I would not store guns in a storage unit, especially in winter for multiple reasons. As stated above temperature differentials cause condensation.


----------



## AmmoRat (Dec 6, 2017)

If a non-climate controlled storage unit is all you have, then oil them up good, put them in the gun sock the throw in some of the silica packs for safes.


----------



## Just 1 More (Apr 15, 2018)

AmmoRat said:


> If a non-climate controlled storage unit is all you have, then oil them up good, put them in the gun sock the throw in some of the silica packs for safes.


I'm looking at the option of renting a house for 6 months so I can avoid the storage units


----------



## ezbite (May 25, 2006)

If it's only a few months, just clean them up, put a heavy coat of gun oil on them and case em up. Make sure to keep an eye on them though..


----------



## buckeyebowman (Feb 24, 2012)

I agree. Let's not go overboard here, unless you have firearms worth multiple thousands of dollars! My buddy hunts a Remington Model 1896 SxS, 12 Ga. that was built in 1903! It has Damascus steel barrels, and has to shoot special "low pressure" rounds that won't blow up the barrels! 

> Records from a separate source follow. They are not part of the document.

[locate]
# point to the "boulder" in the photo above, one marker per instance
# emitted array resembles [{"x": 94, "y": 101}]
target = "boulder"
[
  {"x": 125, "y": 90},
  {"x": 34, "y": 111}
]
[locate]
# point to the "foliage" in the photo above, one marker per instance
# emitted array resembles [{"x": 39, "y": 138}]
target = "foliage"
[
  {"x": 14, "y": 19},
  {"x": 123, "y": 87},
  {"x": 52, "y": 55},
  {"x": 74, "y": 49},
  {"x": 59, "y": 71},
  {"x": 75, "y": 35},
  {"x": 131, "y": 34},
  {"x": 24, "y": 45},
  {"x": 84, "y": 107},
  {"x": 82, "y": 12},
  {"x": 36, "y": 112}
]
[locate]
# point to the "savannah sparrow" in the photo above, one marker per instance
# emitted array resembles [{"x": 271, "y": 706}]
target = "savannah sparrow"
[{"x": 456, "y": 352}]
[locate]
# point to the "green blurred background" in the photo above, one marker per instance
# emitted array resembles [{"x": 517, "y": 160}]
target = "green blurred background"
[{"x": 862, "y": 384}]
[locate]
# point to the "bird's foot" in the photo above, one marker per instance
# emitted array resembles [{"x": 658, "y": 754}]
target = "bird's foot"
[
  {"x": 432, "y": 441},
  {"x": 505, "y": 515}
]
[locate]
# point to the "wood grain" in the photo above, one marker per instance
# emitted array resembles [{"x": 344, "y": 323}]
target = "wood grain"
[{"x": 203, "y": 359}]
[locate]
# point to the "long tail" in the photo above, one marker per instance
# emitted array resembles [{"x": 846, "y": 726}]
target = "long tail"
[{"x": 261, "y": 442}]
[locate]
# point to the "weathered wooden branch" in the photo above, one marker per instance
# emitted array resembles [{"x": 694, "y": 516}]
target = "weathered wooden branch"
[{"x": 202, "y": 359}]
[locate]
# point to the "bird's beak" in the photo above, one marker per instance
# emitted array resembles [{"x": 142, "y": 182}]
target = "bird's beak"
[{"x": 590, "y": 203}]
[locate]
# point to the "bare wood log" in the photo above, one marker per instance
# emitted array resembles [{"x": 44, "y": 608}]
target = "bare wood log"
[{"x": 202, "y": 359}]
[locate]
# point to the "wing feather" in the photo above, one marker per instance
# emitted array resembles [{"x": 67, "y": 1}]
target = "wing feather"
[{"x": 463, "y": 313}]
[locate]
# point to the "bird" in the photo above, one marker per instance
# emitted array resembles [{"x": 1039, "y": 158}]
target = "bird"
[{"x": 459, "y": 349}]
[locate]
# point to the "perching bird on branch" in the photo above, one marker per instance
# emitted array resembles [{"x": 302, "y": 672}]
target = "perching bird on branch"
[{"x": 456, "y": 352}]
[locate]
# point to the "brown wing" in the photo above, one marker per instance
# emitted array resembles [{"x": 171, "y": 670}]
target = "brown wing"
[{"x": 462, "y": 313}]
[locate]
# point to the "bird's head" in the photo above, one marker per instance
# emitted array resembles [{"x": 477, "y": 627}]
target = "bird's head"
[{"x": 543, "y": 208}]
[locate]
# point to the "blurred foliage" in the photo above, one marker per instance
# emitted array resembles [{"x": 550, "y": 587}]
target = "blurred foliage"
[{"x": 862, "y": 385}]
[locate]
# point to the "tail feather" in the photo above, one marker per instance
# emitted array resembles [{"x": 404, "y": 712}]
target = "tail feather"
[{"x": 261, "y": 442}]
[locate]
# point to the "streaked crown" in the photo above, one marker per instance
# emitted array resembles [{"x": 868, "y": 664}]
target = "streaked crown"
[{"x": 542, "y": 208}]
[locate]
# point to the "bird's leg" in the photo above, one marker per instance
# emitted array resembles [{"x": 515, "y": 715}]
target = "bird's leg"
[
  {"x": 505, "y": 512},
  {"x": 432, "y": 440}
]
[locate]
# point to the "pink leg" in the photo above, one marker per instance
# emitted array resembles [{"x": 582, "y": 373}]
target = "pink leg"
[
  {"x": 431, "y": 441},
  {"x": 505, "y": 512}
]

Even if he hasn't touched off a shot, he will spray the gun down with silicone spray and wipe it down. It looks as good as the day he bought it!


----------



## Just 1 More (Apr 15, 2018)

Just 1 More said:


> I'm looking at the option of renting a house for 6 months so I can avoid the storage units


I rented a house, the safe is in the corner of the living room and the guns are nice warm and dry.
I still put the silicone gun socks on my more expensive shotguns. I can't imagine it would hurt anything


----------



## buckeyebowman (Feb 24, 2012)

Just 1 More said:


> I rented a house, the safe is in the corner of the living room and the guns are nice warm and dry.
> I still put the silicone gun socks on my more expensive shotguns. I can't imagine it would hurt anything


You rented an entire house? Why not just a small storage space? And my question would be, "What's the humidity like?" But I guess the silicone gun socks would serve you well!


----------